Bordetella pertussis, the causative agent of whooping cough, is a Gram-negative bacterium, which colonizes the respiratory tract and evades clearance through multiple virulence factors. One such factor, tracheal cytotoxin (TCT), is a monomeric peptidoglycan (PGN) fragment released extracellularly due to inefficient recycling by the permease AmpG. Although TCT is known to be a potent NOD1 agonist in vitro, its role in vivo remains poorly defined. Here, we demonstrate that TCT release during infection suppresses pulmonary inflammation. Mice infected with a TCT over-releasing strain, TCT(+), exhibited reduced lung immunopathology compared to wild-type or TCT-under releasing, TCT(−), strains.

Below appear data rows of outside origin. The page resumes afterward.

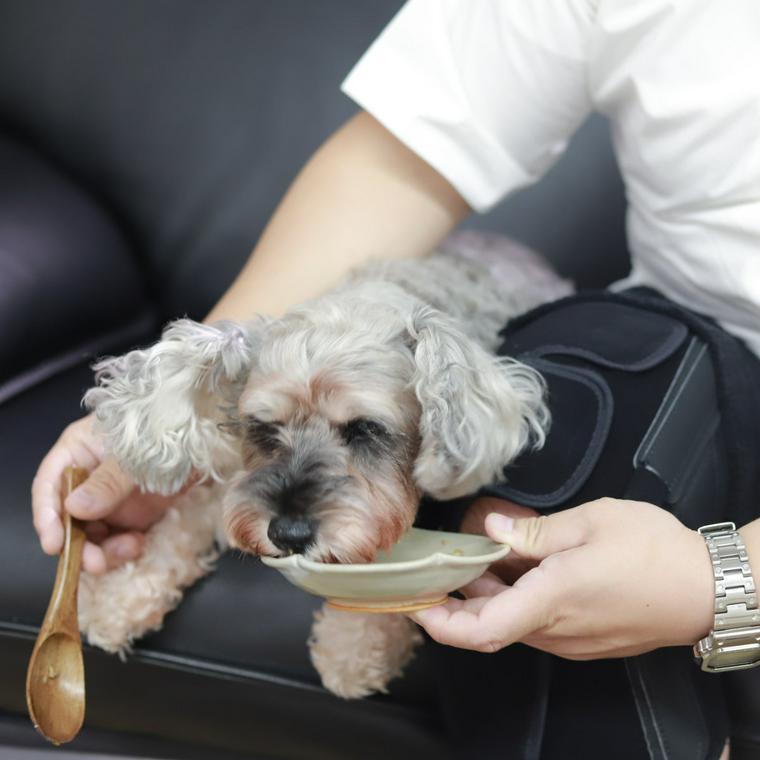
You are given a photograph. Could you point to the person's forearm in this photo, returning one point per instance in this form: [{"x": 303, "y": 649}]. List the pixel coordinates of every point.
[
  {"x": 362, "y": 195},
  {"x": 751, "y": 535}
]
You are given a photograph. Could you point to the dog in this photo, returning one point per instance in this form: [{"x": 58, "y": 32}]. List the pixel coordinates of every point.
[{"x": 318, "y": 433}]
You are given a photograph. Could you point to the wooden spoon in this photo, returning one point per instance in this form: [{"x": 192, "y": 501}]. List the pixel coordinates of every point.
[{"x": 55, "y": 677}]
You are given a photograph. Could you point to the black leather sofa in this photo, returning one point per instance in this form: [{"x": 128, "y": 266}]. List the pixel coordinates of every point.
[{"x": 143, "y": 145}]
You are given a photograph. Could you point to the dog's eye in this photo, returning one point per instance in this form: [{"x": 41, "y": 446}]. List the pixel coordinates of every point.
[
  {"x": 362, "y": 430},
  {"x": 262, "y": 434}
]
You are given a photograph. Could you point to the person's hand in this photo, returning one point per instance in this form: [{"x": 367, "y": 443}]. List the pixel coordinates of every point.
[
  {"x": 610, "y": 578},
  {"x": 116, "y": 512}
]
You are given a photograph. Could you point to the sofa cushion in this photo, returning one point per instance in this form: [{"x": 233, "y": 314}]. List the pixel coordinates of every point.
[{"x": 69, "y": 286}]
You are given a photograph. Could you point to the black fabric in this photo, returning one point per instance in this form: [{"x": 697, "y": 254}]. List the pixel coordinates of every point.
[
  {"x": 69, "y": 284},
  {"x": 639, "y": 374},
  {"x": 658, "y": 706}
]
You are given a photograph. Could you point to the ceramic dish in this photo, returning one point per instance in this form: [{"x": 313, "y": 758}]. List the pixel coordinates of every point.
[{"x": 418, "y": 572}]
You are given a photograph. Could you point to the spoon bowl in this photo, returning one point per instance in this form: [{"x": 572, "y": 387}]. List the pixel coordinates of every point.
[
  {"x": 55, "y": 678},
  {"x": 57, "y": 675}
]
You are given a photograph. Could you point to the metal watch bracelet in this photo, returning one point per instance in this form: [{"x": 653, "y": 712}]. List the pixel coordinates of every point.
[{"x": 734, "y": 642}]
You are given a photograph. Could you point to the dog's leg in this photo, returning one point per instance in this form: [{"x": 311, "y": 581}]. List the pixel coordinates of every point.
[
  {"x": 357, "y": 654},
  {"x": 128, "y": 602}
]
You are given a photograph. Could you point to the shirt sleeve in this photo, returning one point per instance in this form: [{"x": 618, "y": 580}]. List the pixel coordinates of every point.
[{"x": 488, "y": 92}]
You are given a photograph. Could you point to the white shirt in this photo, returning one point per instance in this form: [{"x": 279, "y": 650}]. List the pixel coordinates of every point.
[{"x": 489, "y": 92}]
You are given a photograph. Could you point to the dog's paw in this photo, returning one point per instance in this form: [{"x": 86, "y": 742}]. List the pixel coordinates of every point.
[{"x": 358, "y": 654}]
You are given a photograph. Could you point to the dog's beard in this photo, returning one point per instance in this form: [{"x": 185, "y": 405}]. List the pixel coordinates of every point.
[{"x": 353, "y": 522}]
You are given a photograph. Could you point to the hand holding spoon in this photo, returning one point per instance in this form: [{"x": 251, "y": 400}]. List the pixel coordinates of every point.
[{"x": 55, "y": 677}]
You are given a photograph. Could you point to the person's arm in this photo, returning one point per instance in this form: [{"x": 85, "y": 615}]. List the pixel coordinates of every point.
[
  {"x": 362, "y": 195},
  {"x": 609, "y": 578}
]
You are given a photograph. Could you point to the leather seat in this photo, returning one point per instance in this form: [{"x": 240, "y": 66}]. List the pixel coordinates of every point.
[{"x": 143, "y": 146}]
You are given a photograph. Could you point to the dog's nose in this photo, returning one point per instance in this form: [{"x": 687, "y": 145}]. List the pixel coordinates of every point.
[{"x": 291, "y": 534}]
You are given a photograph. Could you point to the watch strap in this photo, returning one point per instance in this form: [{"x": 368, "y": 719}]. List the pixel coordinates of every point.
[{"x": 734, "y": 642}]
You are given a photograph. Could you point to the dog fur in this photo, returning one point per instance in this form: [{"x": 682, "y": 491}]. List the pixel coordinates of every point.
[{"x": 319, "y": 432}]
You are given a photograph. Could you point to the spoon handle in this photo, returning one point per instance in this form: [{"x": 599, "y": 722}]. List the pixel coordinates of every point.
[{"x": 62, "y": 611}]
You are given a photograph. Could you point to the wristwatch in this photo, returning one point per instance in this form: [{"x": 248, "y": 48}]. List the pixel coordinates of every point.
[{"x": 734, "y": 641}]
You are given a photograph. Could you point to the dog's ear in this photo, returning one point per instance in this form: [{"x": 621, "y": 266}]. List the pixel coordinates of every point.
[
  {"x": 159, "y": 408},
  {"x": 478, "y": 411}
]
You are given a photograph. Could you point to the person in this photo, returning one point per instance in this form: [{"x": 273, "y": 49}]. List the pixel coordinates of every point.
[{"x": 462, "y": 103}]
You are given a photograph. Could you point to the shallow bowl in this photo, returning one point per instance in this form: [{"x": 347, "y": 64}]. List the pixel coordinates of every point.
[{"x": 417, "y": 572}]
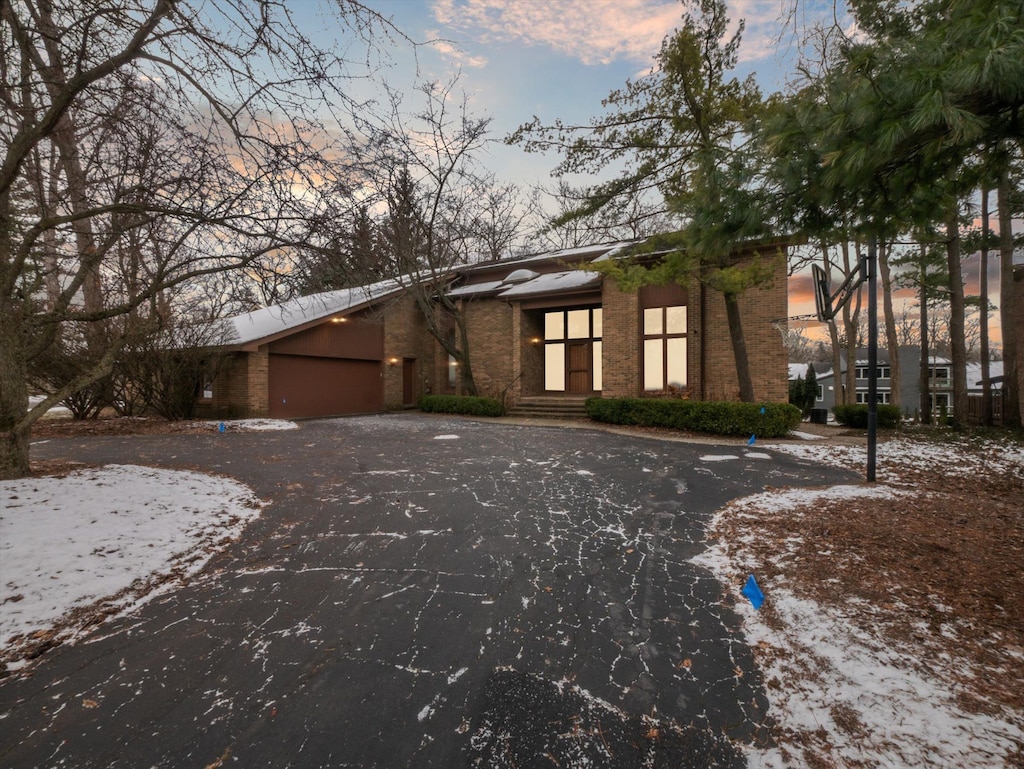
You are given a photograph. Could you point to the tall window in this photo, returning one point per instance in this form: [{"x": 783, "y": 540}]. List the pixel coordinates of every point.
[
  {"x": 564, "y": 333},
  {"x": 664, "y": 347}
]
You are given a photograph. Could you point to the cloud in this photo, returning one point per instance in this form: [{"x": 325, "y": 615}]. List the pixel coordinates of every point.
[
  {"x": 593, "y": 31},
  {"x": 458, "y": 55},
  {"x": 597, "y": 31}
]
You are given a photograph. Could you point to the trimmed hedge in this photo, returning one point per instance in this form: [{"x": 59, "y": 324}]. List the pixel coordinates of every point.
[
  {"x": 855, "y": 415},
  {"x": 472, "y": 404},
  {"x": 717, "y": 417}
]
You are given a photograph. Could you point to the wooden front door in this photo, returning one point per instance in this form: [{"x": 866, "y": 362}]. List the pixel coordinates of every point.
[
  {"x": 409, "y": 382},
  {"x": 578, "y": 376}
]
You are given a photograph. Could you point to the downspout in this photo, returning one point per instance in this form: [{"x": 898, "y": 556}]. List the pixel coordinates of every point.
[{"x": 702, "y": 341}]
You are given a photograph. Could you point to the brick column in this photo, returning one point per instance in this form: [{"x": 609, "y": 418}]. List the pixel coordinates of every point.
[
  {"x": 621, "y": 342},
  {"x": 258, "y": 383}
]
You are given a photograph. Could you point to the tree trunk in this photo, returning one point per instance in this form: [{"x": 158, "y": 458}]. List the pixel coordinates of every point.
[
  {"x": 892, "y": 339},
  {"x": 465, "y": 368},
  {"x": 838, "y": 388},
  {"x": 1008, "y": 312},
  {"x": 957, "y": 343},
  {"x": 851, "y": 323},
  {"x": 986, "y": 385},
  {"x": 925, "y": 381},
  {"x": 739, "y": 348},
  {"x": 13, "y": 395}
]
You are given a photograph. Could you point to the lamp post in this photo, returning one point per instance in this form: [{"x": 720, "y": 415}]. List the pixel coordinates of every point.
[{"x": 872, "y": 355}]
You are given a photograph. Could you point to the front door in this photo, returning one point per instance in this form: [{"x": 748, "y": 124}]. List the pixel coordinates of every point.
[
  {"x": 578, "y": 377},
  {"x": 409, "y": 381}
]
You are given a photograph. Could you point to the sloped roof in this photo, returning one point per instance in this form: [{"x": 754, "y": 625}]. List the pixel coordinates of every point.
[{"x": 268, "y": 322}]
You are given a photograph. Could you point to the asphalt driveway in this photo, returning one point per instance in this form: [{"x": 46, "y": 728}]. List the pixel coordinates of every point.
[{"x": 422, "y": 592}]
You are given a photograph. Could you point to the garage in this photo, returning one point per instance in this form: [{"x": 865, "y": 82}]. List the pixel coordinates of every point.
[{"x": 309, "y": 386}]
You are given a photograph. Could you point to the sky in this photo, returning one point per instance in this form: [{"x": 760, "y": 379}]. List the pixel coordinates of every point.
[{"x": 559, "y": 58}]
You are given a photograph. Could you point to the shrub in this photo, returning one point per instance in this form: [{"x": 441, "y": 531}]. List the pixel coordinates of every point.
[
  {"x": 472, "y": 404},
  {"x": 717, "y": 417},
  {"x": 855, "y": 415}
]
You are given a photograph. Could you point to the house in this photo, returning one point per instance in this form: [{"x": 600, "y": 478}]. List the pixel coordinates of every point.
[
  {"x": 537, "y": 326},
  {"x": 940, "y": 387}
]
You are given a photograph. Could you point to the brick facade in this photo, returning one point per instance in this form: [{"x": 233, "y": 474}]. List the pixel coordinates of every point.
[
  {"x": 768, "y": 359},
  {"x": 621, "y": 342},
  {"x": 493, "y": 345},
  {"x": 241, "y": 387},
  {"x": 407, "y": 339},
  {"x": 508, "y": 351}
]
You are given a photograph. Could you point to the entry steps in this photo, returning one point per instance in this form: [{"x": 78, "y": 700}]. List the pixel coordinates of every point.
[{"x": 550, "y": 407}]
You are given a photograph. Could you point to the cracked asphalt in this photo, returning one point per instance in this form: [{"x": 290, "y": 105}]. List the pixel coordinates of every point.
[{"x": 423, "y": 592}]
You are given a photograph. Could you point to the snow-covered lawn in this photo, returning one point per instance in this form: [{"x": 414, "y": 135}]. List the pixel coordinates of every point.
[
  {"x": 109, "y": 535},
  {"x": 841, "y": 691}
]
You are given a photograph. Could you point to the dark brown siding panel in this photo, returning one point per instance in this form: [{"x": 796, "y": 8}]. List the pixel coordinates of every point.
[
  {"x": 663, "y": 296},
  {"x": 356, "y": 339},
  {"x": 304, "y": 386}
]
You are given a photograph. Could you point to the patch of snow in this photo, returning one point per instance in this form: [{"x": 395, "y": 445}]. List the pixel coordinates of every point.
[
  {"x": 906, "y": 719},
  {"x": 254, "y": 425},
  {"x": 806, "y": 435},
  {"x": 67, "y": 543}
]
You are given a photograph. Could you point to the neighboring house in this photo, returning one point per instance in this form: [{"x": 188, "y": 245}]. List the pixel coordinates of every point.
[
  {"x": 941, "y": 386},
  {"x": 537, "y": 325}
]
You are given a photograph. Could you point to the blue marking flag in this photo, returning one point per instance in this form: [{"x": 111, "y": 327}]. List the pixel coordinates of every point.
[{"x": 753, "y": 592}]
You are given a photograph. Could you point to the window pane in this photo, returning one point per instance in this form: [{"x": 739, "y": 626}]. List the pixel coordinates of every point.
[
  {"x": 554, "y": 367},
  {"x": 677, "y": 361},
  {"x": 554, "y": 326},
  {"x": 675, "y": 319},
  {"x": 652, "y": 321},
  {"x": 579, "y": 324},
  {"x": 653, "y": 369}
]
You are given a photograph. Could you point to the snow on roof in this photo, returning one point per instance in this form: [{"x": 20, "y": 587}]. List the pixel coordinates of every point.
[
  {"x": 974, "y": 379},
  {"x": 268, "y": 321},
  {"x": 553, "y": 283},
  {"x": 476, "y": 289},
  {"x": 597, "y": 252}
]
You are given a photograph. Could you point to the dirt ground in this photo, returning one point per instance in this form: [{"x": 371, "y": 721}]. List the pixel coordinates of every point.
[{"x": 938, "y": 568}]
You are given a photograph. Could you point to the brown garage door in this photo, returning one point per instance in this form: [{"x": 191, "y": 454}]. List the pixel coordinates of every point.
[{"x": 304, "y": 386}]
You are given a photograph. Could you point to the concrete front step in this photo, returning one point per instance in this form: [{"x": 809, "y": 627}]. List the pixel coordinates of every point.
[{"x": 550, "y": 408}]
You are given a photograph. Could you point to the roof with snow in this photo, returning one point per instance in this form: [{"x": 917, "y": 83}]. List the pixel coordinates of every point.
[{"x": 267, "y": 322}]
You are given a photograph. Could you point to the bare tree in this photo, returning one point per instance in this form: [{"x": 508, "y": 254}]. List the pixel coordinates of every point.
[
  {"x": 214, "y": 119},
  {"x": 443, "y": 210}
]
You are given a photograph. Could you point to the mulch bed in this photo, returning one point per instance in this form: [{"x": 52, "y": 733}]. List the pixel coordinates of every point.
[{"x": 937, "y": 569}]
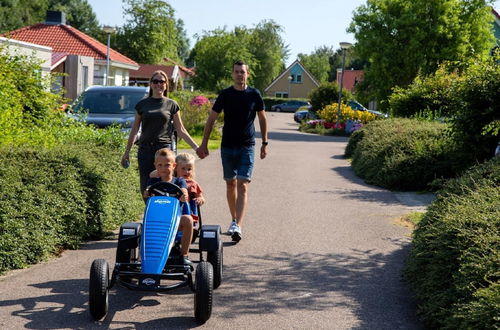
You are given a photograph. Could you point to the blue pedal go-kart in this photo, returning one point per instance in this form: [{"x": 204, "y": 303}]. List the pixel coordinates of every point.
[{"x": 148, "y": 257}]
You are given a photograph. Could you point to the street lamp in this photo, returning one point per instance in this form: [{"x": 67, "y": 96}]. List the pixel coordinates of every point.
[
  {"x": 344, "y": 46},
  {"x": 108, "y": 30}
]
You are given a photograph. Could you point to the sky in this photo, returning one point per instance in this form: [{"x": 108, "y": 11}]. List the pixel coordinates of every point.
[{"x": 307, "y": 24}]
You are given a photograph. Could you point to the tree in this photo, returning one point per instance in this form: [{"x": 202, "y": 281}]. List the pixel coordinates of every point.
[
  {"x": 270, "y": 52},
  {"x": 215, "y": 52},
  {"x": 402, "y": 38},
  {"x": 79, "y": 14},
  {"x": 318, "y": 63},
  {"x": 150, "y": 33},
  {"x": 262, "y": 48},
  {"x": 15, "y": 14}
]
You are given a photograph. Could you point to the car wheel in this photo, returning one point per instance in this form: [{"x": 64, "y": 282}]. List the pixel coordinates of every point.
[
  {"x": 216, "y": 258},
  {"x": 204, "y": 287},
  {"x": 98, "y": 289}
]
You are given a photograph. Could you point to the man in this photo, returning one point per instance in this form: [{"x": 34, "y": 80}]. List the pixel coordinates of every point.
[{"x": 240, "y": 103}]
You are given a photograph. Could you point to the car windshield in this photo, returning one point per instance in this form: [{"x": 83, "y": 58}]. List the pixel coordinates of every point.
[{"x": 108, "y": 102}]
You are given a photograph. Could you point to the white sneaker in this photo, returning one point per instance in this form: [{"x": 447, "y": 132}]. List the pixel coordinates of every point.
[
  {"x": 236, "y": 236},
  {"x": 232, "y": 227}
]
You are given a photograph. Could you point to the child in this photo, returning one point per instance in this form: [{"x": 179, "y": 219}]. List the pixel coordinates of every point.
[
  {"x": 165, "y": 166},
  {"x": 185, "y": 169}
]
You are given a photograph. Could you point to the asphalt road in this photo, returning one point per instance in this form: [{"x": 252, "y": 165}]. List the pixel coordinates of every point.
[{"x": 321, "y": 250}]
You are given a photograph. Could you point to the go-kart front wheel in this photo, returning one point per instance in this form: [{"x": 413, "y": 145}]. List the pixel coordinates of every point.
[
  {"x": 204, "y": 287},
  {"x": 98, "y": 289}
]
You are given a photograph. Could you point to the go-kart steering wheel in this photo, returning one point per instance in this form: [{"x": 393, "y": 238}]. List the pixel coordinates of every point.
[{"x": 164, "y": 188}]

Reporter assays revealed that TCT(+) preferentially enhanced NOD1 activation, while TCT(−) strains skewed signaling towards NOD2. In vivo, NOD2 knockout mice displayed reduced lung inflammation, implicating NOD2-driven responses in pulmonary pathology. Transcriptomic analysis identified IL-1β as closely associated with expression of NOD2 but not NOD1. In support, TCT(+) infection led to reduced IL-1β protein levels than WT or TCT(−). CellChat analysis of single-cell RNA-sequencing data identified alveolar macrophages as the primary source of IL-1β and airway fibroblasts as key responders. Infected airway fibroblasts upregulated inflammatory chemokines such as CXCL13 and CCL19, promoting lymphocyte recruitment. Proteomic profiling and flow cytometry confirmed reduced chemokine levels and B cell recruitment in TCT(+) infections. Importantly, IL-1 receptor knockout mice showed significantly impaired recruitment of B and CD4+ T cells and higher bacterial burdens, despite unchanged innate cell infiltration. This underscores the role of IL-1 in coordinating adaptive immunity. Together, these findings support a model in which TCT release skews host signaling towards NOD1, suppresses NOD2 and IL-1 mediated fibroblast activation, blunts chemokine-driven lymphocyte recruitment, and impairs adaptive immune clearance. These results suggest that TCT release is an immune evasion strategy to dampen inflammation, prolong persistence and prevent the development of protective adaptive responses and highlights divergent outcomes following engagement of NOD1 or NOD2 during infection.